The survey of 500 Washingtonians, funded in part by SEIU 775, reveals that nearly two-thirds of voters support raising the minimum wage to $12-an-hour, according to an analysis prepared by Patinkin Research Strategies. Of particular interest is that those in favor included 43 percent of Republicans interviewed, according to the analysis.
“On the other hand, opposition to an increase in the minimum wage is anemic at best,” the survey analysis continues, pointing out that only 28 percent voice opposition to minimum wage hike.
So is a state minimum wage raise unstoppable? A bill that would raise the wage to $12 has some strong support, including the governor. At the hearing today, an array of low-wage workers tried to bring a personal touch to legislators. The workers included Brittnay Phelps, a 23-year-old mom who works at the McDonald’s on 3rd Avenue and Pike Street. To make ends meet, she shares a two-bedroom house with seven other people, according to Sage Wilson, a spokesperson for the advocacy group Working Washington who was at the hearing.

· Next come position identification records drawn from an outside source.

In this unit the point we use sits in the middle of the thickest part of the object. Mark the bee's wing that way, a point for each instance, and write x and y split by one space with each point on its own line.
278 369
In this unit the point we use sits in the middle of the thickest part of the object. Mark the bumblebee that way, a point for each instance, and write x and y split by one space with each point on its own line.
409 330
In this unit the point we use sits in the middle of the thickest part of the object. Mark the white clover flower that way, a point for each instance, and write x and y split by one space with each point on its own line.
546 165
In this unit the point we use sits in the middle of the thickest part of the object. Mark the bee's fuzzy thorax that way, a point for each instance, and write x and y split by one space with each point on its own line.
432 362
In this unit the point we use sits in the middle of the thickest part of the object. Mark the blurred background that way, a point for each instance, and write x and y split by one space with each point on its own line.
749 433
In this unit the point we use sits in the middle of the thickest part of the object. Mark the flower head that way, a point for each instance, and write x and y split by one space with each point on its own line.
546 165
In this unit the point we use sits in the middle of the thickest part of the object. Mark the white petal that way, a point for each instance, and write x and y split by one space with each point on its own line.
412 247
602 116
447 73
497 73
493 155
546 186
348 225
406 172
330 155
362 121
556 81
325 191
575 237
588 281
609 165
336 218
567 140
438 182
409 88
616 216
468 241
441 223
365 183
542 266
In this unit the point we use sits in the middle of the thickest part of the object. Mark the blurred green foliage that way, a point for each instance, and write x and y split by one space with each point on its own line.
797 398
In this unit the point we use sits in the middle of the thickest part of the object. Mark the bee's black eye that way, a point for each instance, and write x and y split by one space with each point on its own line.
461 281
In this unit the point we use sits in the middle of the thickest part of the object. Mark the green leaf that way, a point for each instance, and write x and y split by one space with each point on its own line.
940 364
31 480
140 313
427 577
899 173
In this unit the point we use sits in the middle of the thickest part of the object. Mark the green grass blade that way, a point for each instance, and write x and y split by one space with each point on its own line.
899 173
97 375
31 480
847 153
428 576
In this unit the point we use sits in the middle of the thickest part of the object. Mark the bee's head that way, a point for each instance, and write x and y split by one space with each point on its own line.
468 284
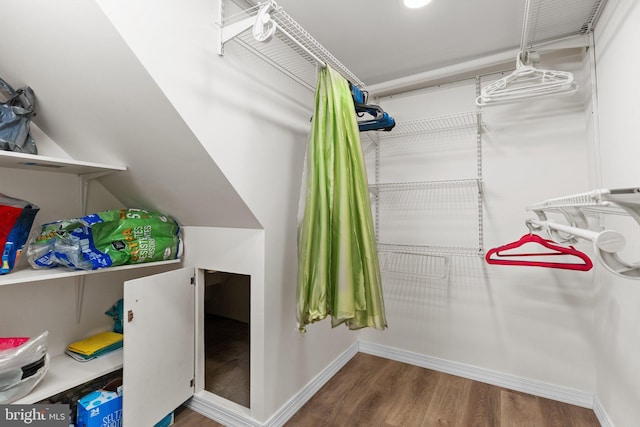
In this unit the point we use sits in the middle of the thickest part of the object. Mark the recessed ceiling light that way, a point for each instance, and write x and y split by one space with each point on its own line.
414 4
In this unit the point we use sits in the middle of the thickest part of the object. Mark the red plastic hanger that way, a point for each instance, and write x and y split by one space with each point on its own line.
496 255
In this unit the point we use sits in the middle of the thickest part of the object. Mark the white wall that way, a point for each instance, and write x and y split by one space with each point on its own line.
254 123
617 313
98 103
527 322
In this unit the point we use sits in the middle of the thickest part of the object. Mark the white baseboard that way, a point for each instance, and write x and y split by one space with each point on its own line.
537 388
601 414
299 399
230 418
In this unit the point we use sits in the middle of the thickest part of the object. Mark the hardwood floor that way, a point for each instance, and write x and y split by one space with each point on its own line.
375 392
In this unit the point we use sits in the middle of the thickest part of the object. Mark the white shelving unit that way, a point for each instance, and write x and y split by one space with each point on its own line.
420 197
26 274
13 160
64 372
608 245
274 36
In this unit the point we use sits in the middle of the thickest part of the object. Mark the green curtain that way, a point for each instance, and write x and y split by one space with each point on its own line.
338 269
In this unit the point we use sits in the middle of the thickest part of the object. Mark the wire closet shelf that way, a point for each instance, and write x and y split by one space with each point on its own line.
279 40
607 244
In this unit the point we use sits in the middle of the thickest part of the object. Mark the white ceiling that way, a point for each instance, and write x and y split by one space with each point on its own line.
381 41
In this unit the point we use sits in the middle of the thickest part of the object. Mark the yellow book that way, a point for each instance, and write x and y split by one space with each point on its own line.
89 346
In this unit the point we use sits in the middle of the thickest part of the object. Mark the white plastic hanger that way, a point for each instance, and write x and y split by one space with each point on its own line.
527 82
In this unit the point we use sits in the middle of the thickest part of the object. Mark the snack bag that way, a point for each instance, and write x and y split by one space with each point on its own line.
106 239
16 219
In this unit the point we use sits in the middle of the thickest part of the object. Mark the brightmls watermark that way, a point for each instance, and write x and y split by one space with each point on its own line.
57 415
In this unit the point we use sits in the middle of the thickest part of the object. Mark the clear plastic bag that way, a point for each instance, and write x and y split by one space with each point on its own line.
22 368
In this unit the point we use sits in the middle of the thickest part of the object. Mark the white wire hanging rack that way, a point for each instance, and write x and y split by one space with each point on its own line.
434 124
550 20
606 243
279 40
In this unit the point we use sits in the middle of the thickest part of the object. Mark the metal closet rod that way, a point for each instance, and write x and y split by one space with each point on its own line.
267 18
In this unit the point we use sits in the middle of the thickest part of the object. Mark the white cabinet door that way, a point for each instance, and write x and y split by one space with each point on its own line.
159 345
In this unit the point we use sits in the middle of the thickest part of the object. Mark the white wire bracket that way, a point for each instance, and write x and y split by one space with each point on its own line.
269 21
607 243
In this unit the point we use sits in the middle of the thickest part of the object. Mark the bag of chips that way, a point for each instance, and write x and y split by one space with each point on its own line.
105 239
16 219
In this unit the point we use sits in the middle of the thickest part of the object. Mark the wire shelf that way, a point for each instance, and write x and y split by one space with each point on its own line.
292 49
430 249
434 124
548 20
591 199
423 185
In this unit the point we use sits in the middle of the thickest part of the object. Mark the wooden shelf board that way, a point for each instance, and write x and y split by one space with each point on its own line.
9 159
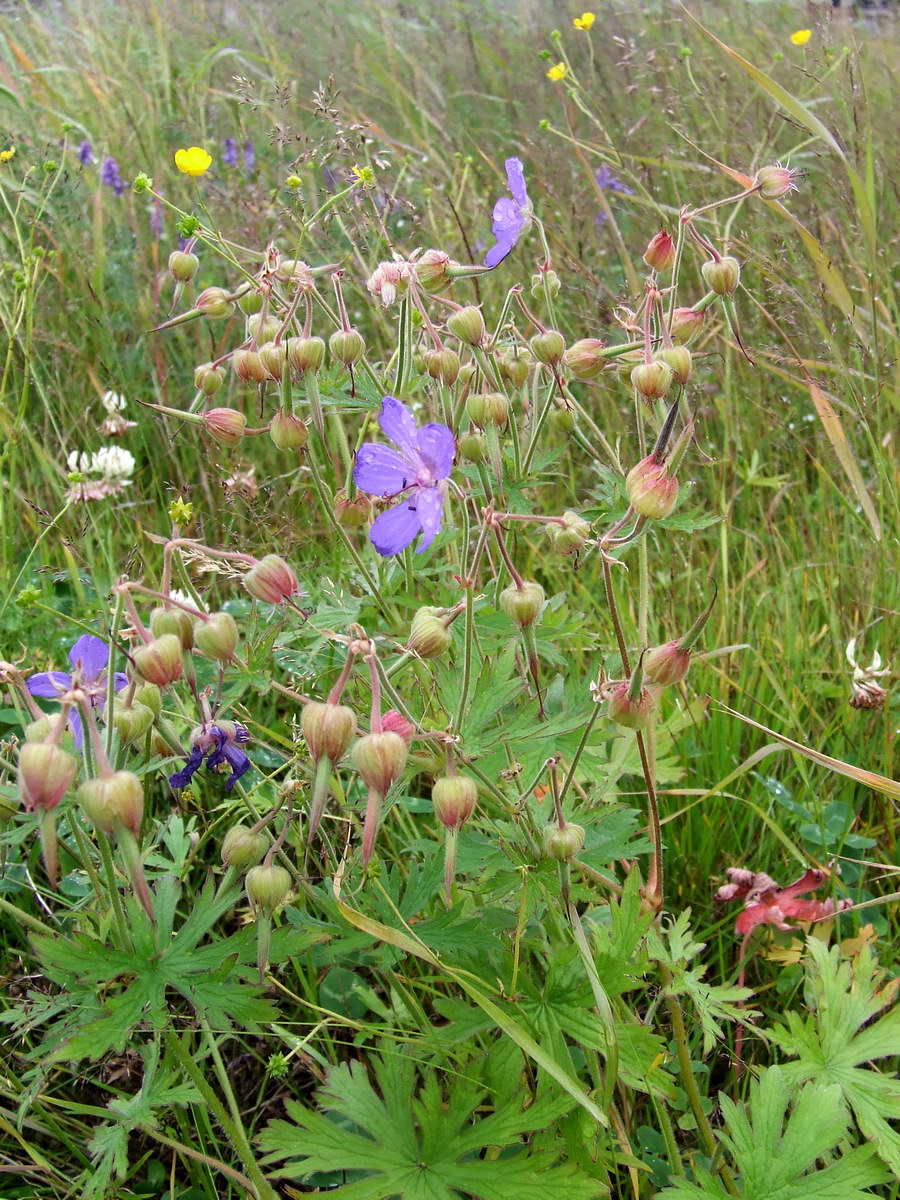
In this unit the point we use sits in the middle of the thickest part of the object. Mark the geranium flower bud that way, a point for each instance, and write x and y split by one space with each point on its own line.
429 635
243 849
549 347
347 346
268 887
562 844
208 378
487 408
113 802
305 354
652 491
723 275
159 661
583 359
328 729
225 425
271 580
652 379
468 325
45 774
183 267
659 255
522 605
454 798
216 637
379 759
214 303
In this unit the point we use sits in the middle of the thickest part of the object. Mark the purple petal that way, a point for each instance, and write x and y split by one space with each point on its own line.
515 178
49 684
94 654
381 471
397 424
394 529
438 449
430 504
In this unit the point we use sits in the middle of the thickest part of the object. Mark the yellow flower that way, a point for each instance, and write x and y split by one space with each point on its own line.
193 162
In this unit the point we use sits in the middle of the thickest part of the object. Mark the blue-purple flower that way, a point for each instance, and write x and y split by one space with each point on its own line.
90 658
510 216
217 744
414 472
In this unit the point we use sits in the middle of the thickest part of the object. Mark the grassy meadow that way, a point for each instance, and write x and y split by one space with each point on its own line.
379 873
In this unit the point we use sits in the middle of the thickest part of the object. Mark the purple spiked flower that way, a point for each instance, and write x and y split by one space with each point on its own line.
415 472
90 658
510 216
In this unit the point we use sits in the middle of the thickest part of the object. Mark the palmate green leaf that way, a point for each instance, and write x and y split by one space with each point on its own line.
417 1139
832 1045
775 1155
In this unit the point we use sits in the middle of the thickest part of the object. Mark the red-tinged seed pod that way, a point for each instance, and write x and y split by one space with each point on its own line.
159 661
562 844
328 729
522 605
45 774
271 580
379 759
225 425
117 801
216 637
454 798
652 379
721 275
652 491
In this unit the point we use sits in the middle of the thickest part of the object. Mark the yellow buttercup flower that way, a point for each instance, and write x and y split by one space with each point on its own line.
193 162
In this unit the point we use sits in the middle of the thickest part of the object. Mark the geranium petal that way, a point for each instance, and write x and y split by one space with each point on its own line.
394 529
381 471
438 448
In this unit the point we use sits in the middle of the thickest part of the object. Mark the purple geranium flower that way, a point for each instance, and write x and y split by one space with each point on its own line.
90 658
415 471
216 744
510 216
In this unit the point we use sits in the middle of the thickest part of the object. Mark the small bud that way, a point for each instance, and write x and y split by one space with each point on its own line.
347 346
379 759
243 849
271 580
585 360
183 267
522 605
562 844
208 378
159 661
328 729
454 798
652 379
216 637
723 275
659 255
652 491
117 801
429 635
549 347
267 887
487 408
45 774
305 354
468 325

Another bill discussed today would raise the minimum wage even further, to $15 an hour, for school custodians, secretaries and other classified staff.
Yet opposition still exists. One legislator piped up to ask the sponsor of the $12-wage bill, Seattle Democrat Jessyn Farrell, whether she had read a Sunday New York Times op-ed by the University of California at Berkeley economist Christina Romer. The piece argued that raising the minimum wage is not the best means of helping the poor, in part because it leads businesses to raise prices. Also at the hearing, a business owner warned that he would go out of business if the increase was implemented, just as other businesses did when SeaTac had its debate on the minimum wage last fall.
Seattle supporters of increasing the minimum wage might be most concerned about yet another bill that would stop municipalities from setting their own wage rates, which would scuttle a push by new councilmember Kshama Sawant and allies for a citywide $15 minimum.
But some of the most interesting debate may happen at the edges, in bills and initiatives that look at the details of how a minimum wage will (or won’t) be implemented. To that end, one of the bills discussed today would set a “training wage” that would allow employers to pay beginning workers 75 percent of the minimum. This is an idea that has caught fire in business circles, and to some extent it shows the success of the minimum wage movement. A steep raise may be coming, businesses may think, but maybe they can at least get some workers exempted.